Uno di questi studiosi, ignoto alla storia ufficiale, si scervellò sulla frase “busillis”. Come tutti sanno (sic!) la frase “ E qui sta il busillis” significa che ci trova davanti ad un quesito impossibile da risolvere. In realtà il nostro pignolo accademico si era trovato davanti ad una frase tipo: in die- (a capo) bus illis. La prima parte fu tradotta ( a orecchio?) “nel giorno” ma cosa cavolo significava quel busillis che completava la frase? Il frate amanuense (perché tale era la professione) scrisse a diversi studiosi dell’epoca ponendo loro l’impossibile domanda. Nessuno rispose e il “busillis” rimane tra i tanti misteri misteriosi della storia dell’uomo. Per la cronaca la frase corretta significa: in quei giorni. (Nessun riferimento a problemi di  intimo femminile).

A proposito di stravaganti traduzioni dal latino ecco alcuni “classici”.
Mutatis mutandis. Letteralmente: cambiate le cose che si devono cambiare, il progenitore latino del motto gattopardesco” cambiare qualcosa per non cambiare niente”. Nel 1930 nel liceo classico di una città italiana, uno studente, all’esame di maturità, tradusse per la prima volta con: Cambiatevi le mutande. Il ragazzo naturalmente, dopo che il professore fu recuperato da sotto la scrivania dove era finito in preda ad un preoccupante attacco d’ilarità, fu bocciato “magno cum gaudio” (con grande gioia) frase con la quale normalmente si annuncia l’elezione di un papa. In questa occasione fu usata in senso opposto a” magna cum laude” (con massima lode).
Inter nos. Letteralmente: tra noi. Ancora uno studente che tradusse “ noi dell’inter” davanti ad un professore milanista. L’insegnante chiamò la studente da parte e sottovoce gli disse: “ Detto tra noi,”inter nos,” lei è bocciato.”
Memento mori. Frase con la quale i frati si salutavano quando s’incontravano: Fratello, ricordati che devi morire. Uno studente tradusse: E’ il momento  di morire. Si, però, magari più tardi, no?

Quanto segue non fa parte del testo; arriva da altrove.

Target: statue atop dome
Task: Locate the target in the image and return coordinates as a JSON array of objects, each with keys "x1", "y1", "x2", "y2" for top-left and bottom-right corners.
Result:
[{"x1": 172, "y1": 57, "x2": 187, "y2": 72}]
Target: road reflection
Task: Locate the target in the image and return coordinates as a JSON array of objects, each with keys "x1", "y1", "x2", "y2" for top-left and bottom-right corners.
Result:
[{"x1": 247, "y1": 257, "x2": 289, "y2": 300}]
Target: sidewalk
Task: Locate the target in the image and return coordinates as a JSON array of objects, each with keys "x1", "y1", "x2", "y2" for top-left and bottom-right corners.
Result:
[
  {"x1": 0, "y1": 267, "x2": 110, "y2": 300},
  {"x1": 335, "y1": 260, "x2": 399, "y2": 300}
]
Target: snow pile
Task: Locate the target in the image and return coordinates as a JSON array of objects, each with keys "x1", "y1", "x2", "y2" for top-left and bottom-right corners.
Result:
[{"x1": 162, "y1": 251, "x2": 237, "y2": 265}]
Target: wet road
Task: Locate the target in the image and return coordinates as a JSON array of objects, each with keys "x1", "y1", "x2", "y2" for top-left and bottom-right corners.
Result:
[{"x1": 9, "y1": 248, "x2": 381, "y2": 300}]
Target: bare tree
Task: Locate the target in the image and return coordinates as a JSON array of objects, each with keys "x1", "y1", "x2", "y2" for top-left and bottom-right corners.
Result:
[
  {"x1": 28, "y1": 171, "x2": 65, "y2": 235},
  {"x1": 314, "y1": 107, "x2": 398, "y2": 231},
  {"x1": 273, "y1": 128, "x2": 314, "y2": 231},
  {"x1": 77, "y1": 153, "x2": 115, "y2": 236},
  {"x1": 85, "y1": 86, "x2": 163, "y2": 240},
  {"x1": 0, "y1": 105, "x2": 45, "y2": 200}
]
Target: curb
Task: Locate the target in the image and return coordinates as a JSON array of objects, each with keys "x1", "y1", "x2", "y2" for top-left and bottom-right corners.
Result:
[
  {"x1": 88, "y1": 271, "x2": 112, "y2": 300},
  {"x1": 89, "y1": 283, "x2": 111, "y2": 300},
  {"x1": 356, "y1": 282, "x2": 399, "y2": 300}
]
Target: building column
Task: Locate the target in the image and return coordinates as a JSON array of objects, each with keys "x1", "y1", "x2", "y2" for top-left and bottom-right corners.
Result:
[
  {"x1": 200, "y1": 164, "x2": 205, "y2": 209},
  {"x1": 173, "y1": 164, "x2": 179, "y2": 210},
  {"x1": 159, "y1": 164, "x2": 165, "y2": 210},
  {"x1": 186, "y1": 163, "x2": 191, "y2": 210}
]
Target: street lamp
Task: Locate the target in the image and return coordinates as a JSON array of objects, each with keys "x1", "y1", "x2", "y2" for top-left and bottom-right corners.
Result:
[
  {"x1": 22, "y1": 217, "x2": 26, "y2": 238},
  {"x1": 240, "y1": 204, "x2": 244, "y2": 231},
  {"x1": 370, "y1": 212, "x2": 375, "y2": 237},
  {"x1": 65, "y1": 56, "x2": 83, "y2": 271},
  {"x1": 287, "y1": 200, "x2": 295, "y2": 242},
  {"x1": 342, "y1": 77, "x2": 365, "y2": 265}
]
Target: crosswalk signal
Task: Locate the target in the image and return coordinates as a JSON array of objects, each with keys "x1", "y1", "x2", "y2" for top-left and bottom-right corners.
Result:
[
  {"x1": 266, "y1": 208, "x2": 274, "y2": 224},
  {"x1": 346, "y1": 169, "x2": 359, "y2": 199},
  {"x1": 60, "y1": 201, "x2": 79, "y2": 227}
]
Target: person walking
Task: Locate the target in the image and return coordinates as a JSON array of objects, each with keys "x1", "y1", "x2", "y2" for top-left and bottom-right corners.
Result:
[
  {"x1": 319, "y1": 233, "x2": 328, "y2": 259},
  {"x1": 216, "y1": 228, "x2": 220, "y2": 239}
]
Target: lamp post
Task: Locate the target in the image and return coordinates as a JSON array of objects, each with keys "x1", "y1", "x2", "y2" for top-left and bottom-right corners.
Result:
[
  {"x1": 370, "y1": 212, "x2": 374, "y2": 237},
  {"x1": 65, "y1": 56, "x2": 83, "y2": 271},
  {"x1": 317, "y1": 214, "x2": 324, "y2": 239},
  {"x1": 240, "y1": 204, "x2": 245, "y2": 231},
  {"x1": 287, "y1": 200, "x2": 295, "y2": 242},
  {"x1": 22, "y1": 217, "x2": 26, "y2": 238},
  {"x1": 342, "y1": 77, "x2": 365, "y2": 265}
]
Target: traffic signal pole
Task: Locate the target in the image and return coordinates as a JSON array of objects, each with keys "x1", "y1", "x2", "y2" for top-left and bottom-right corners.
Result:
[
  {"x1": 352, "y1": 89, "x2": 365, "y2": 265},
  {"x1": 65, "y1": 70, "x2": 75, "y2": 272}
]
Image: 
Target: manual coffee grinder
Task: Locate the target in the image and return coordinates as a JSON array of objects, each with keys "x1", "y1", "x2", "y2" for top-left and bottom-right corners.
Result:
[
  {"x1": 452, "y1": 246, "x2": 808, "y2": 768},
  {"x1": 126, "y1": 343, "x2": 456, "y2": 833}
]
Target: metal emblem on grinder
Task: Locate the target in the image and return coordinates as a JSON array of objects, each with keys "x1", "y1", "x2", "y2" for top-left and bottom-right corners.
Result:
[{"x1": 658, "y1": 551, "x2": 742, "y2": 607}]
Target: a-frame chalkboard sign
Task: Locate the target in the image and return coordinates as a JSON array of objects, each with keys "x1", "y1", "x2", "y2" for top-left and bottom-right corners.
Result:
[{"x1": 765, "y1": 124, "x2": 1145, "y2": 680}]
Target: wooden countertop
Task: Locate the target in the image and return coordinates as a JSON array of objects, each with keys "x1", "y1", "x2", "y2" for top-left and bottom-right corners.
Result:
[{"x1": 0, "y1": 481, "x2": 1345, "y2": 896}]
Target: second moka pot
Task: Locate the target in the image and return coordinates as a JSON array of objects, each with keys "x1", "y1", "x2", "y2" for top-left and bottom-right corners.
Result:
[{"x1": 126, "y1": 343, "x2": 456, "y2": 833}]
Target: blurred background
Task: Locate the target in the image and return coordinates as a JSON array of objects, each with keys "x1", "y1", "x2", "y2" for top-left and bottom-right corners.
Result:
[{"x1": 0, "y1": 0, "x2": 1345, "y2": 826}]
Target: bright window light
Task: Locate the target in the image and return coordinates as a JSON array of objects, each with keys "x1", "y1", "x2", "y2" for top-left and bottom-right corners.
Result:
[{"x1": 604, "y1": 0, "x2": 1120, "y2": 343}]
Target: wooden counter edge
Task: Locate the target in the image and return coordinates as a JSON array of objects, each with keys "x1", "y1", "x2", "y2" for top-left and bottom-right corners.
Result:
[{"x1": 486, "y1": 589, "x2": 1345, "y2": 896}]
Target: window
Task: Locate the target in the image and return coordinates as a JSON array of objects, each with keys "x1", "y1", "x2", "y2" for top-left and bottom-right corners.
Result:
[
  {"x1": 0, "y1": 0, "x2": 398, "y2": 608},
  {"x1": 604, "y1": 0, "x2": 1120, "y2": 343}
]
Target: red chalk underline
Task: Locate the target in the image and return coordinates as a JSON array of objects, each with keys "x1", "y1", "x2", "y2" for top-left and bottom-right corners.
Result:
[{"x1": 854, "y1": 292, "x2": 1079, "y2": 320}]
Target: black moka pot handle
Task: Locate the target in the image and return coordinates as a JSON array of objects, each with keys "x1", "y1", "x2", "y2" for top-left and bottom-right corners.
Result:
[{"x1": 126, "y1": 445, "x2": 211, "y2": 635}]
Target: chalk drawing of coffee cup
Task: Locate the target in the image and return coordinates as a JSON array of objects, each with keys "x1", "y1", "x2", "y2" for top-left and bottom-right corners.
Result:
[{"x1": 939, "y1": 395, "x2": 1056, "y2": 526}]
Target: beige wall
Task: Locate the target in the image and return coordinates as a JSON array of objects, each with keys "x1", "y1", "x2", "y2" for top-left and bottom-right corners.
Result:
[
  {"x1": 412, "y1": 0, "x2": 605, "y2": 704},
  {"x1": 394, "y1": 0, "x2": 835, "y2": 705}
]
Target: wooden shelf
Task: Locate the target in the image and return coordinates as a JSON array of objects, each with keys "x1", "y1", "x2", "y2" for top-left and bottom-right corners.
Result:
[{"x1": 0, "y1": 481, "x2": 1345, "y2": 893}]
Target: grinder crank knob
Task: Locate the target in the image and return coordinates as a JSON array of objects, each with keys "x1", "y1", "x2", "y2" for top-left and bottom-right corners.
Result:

Ave, Caesar, morituri te salutant. Letteralmente: salute Cesare, chi sta per morire ti saluta. Era il saluto che i gladiatori, prima di combattere, rivolgevano all’imperatore. Un altro studente (sempre bocciato) tradusse: I muratori ti salutano. Dovevano essere quelli che hanno costruito il Colosseo.
Carpe diem. Letteralmente: cogli il giorno (in senso figurato: cogli l’attimo). Stanno ancora cercando l’autore di: una carpa al giorno.

BIBLIOGRAFIA
Poggio Bracciolini. Le facezie. Rizzoli. Milano 1983 ( testo latino e traduzione italiana a fronte).